In a post on the town’s Facebook page this week, town officials announced a special called council meeting for 7 p.m. Monday at the Wise Municipal Building on West Main Street to discuss the matter.
If the resolution passes, Wise would join Big Stone Gap as the second town in Wise County to pass a sanctuary resolution. The Wise County Board of Supervisors passed its own such resolution on Dec. 12, while the Norton City Council passed its resolution on Dec. 3.
According to the Virginia Citizens Defense League, which has advocated for localities to enact the resolutions, 87 counties, 18 towns and 10 cities in the state have passed variations of the resolutions in reaction to proposed gun control measures set for General Assembly consideration in the 2020 legislative session.
Before a General Assembly special session in July, Gov. Ralph Northam outlined an eight-point series of proposed gun control legislation including:
— Background checks on all firearms sales and transactions.
— A ban on “dangerous weapons,” including assault weapons, high-capacity magazines, bump stocks and silencers.
— Reinstatement of the state’s one-handgun purchase law, which limited purchases to one within a 30-day period.
— Reporting lost and stolen firearms to law enforcement within 24 hours.
— Extreme risk protective orders that allow law enforcement and the courts to temporarily separate a person from firearms if the person exhibits behavior that presents an immediate threat to self or others.
— Prohibiting all individuals subject to final protective orders from possessing firearms. (Existing state law now prohibits individuals subject to final protective orders of family abuse from possessing firearms.)

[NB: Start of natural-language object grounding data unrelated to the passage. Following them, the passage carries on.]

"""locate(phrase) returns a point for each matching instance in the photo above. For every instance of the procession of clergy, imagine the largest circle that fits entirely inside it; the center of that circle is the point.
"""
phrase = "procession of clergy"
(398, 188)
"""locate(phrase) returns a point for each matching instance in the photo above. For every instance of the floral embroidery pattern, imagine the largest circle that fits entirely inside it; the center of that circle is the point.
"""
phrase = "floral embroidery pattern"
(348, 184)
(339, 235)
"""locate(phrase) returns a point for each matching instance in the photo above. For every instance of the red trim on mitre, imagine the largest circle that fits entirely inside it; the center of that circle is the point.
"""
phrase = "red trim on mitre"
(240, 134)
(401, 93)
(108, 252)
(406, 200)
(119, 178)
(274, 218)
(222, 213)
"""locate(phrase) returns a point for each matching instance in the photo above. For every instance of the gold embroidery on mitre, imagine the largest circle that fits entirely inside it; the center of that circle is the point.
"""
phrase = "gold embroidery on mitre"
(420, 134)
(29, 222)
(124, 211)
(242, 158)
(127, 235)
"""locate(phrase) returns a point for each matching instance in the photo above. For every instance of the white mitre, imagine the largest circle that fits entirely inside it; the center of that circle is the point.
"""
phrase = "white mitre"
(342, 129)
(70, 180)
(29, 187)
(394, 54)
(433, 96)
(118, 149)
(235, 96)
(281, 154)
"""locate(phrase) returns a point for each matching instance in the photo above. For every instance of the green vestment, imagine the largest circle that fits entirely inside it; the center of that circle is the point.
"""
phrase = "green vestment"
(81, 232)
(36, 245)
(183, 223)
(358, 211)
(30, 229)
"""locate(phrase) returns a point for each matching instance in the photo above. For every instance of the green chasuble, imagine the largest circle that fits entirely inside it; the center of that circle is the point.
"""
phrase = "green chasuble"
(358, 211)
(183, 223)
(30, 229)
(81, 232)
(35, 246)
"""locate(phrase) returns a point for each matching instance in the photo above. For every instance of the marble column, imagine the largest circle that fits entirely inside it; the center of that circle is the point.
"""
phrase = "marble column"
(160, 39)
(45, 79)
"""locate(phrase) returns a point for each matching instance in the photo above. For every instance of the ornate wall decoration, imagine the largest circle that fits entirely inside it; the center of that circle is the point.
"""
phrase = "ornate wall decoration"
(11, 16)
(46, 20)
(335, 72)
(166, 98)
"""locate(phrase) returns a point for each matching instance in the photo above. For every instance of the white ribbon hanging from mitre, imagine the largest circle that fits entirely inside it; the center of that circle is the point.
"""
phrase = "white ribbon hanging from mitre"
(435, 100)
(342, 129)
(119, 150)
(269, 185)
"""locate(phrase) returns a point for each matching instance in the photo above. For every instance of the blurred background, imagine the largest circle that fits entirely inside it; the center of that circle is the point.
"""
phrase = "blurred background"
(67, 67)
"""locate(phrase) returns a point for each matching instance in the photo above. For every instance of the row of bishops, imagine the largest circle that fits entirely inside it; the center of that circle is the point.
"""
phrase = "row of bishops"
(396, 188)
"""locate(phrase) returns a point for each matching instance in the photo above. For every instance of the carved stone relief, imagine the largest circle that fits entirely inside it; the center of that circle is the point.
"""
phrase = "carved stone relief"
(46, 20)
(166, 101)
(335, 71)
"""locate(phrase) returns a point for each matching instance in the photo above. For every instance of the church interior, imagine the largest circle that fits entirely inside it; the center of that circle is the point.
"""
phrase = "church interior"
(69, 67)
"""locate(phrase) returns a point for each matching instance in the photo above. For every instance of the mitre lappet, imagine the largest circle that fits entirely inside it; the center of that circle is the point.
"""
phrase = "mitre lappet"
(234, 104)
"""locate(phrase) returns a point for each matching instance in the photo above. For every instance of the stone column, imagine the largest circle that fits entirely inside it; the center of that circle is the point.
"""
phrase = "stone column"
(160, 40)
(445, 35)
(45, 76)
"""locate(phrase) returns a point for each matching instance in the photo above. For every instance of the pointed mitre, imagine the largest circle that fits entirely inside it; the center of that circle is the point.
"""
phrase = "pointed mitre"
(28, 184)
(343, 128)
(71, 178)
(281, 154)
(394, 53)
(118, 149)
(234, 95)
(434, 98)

— Enhancing the punishment for allowing access to a loaded, unsecured firearm by a child from a Class 3 misdemeanor to a Class 6 felony and defining a child as 18 or younger instead of 14 and younger.
— Allowing localities to enact any firearms ordinances that are stricter than state law, including regulating firearms in municipal buildings, libraries and at permitted events.
Northam’s proposals were rejected by the then-Republican-controlled legislature. Several Democratic legislators have submitted bills for January’s session that would give many of his proposals a second chance at passage now that Democrats control both houses of the General Assembly.
The one-handgun-a-month law was originally passed in 1993 during Democratic Gov. L. Douglas Wilder’s administration. Former Republican Gov. Bob McDonnell, who voted for the law in 1993, signed a General Assembly repeal of the law in 2012.